Up until the last minute you’ll need some bulky things like quilts/bedding/pillows and basics like kettles. If you’re in rental accommodation, these may, of course, be leavable, but if they have to be cleared from your current home, make sure you have yourself enough disposal time before setting off to travel.
Quilts can be good for having in the car for a long international journey, for cushioning and for warmth on any unexpected overnight stops sleeping in the car. But if you’re flying, the cost of brining it back may prove higher than the cost of a new one. Dog rehoming charities are often really grateful for them if you decide not to bring them back.
Don’t forget that food and liquids may not be allowed across borders, so check before you travel. Again, your shippers will probably let you know a lot of this, but make sure you know the rules.
Often people head back without having yet bought a new property or fount somewhere to rent, relying on temporary accommodation or the kindness of friends and/or relatives until all is settled.
If you have already got somewhere, our packing instructions (above) will be useful, but if you don’t, the last thing you want to do is upset kind hosts by landing them with the entire contents of someone else’s house.
Buy yourself a reprieve. You’ve lived without everything in that lorry (bringing your things home) for a week or two, you can live without it for a little longer. Consider some short term storage to tide you over.
Animals with their passports seem to be able to move almost more easily than humans from Europe. However, this is not the same for all countries and not the same for all animals.
Check well in advance what paperwork and injections (if any) are needed to bring a pet back to the UK.
If pets and children are travelling back with you, factor this into your journey times. You’ll need far more regular stops, and may need things to entertain children en route.
If you had children abroad, make sure their citizenship and paperwork is all clear, and in any case check everyone’s passports are still valid.
Either way, children and animals will increase what you need to travel with but decrease the available space.
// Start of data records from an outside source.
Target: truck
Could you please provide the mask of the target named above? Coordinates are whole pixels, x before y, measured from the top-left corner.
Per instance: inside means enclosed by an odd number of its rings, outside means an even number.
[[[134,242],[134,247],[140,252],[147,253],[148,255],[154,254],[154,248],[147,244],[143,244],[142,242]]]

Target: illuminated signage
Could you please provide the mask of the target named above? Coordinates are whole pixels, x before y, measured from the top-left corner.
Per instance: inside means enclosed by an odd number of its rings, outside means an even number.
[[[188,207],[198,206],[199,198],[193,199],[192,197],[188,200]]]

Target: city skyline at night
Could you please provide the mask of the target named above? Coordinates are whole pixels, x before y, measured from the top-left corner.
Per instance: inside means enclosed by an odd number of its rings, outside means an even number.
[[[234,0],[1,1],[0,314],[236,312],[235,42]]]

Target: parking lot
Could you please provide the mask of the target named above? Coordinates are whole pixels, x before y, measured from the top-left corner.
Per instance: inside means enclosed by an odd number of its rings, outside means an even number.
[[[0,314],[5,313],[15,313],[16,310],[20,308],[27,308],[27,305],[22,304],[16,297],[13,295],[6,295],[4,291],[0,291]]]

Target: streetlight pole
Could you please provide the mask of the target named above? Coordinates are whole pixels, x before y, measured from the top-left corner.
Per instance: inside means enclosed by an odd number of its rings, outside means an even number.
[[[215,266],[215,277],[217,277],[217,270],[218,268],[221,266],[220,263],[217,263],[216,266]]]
Make sure you factor this into moving arrangements.
Perhaps your pet would be better travelling with a professional cross-border pet transporter?
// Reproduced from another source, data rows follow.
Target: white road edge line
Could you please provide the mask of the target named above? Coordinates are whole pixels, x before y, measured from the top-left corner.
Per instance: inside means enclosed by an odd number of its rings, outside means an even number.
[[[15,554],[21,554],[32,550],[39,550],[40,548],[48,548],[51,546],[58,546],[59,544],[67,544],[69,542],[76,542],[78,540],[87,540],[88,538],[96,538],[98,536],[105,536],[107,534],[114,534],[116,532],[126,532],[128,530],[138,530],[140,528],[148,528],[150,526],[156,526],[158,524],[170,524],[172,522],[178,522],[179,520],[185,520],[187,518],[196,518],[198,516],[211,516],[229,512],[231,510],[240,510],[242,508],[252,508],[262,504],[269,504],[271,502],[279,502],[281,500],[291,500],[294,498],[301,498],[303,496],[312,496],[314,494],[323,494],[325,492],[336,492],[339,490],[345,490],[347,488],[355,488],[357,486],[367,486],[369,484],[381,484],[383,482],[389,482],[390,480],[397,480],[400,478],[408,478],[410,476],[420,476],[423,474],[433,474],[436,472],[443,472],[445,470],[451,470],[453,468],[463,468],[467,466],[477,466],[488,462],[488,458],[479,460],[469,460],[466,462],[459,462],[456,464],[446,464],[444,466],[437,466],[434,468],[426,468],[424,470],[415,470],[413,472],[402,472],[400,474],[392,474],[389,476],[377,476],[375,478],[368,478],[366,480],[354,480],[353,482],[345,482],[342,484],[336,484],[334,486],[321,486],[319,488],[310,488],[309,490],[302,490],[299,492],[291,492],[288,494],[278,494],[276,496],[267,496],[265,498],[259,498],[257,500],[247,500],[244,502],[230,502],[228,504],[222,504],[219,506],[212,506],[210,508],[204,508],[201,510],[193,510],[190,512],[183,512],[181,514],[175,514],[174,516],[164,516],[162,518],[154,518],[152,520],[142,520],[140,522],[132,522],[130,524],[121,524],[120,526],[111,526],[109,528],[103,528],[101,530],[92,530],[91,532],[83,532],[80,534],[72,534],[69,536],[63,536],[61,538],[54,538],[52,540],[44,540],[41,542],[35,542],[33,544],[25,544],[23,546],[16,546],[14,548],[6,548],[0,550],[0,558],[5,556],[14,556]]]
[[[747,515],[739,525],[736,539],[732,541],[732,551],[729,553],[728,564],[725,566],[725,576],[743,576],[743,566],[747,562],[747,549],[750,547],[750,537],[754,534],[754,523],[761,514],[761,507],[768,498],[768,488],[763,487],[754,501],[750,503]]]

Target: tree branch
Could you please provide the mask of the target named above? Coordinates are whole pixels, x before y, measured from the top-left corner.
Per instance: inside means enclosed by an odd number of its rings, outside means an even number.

Amongst your things will be items that have no apparent value except to you.
The last time I moved I was being pressured to take photos of the children’s paintings and get rid of them to make space. I’m still glad I resisted. The paper is somehow more evocative of their chubby little hands holding pencils and brushes than any glossy photo, which, to be honest, would probably have sat unseen until the phone holding them broke.
I’m glad I kept them. Others will have baby booties. Record collections. First Valentine’s card from a partner.
Some things are worth more than money. Pack them first! I realise that this will have declutterers clenching their teeth in horror. Apologies to decluttering purists, but having moved many, many times, I speak from the heart.
Being able to move in with just essentials allows you to achieve certain goals - for example, finding the right place for the sofa and chairs in the lounge; deciding on bedroom allocations if they’re different sizes; finding the right places for things in the kitchen (which cupboard for food, which for saucepans or crockery); having a thorough clean before moving everything in.
These things are harder with lots of things around.
Having half of your things put into storage for a couple of months will allow you to get organised and settled far faster and in a far more relaxing way than boxes staring at you from the corner constantly reminding you to unpack, or worse, needing constant moving as you get organised.
There’s even a handy little space estimator to help you work out how much space you need.
May we be the first to wish you every success with the move, Jack.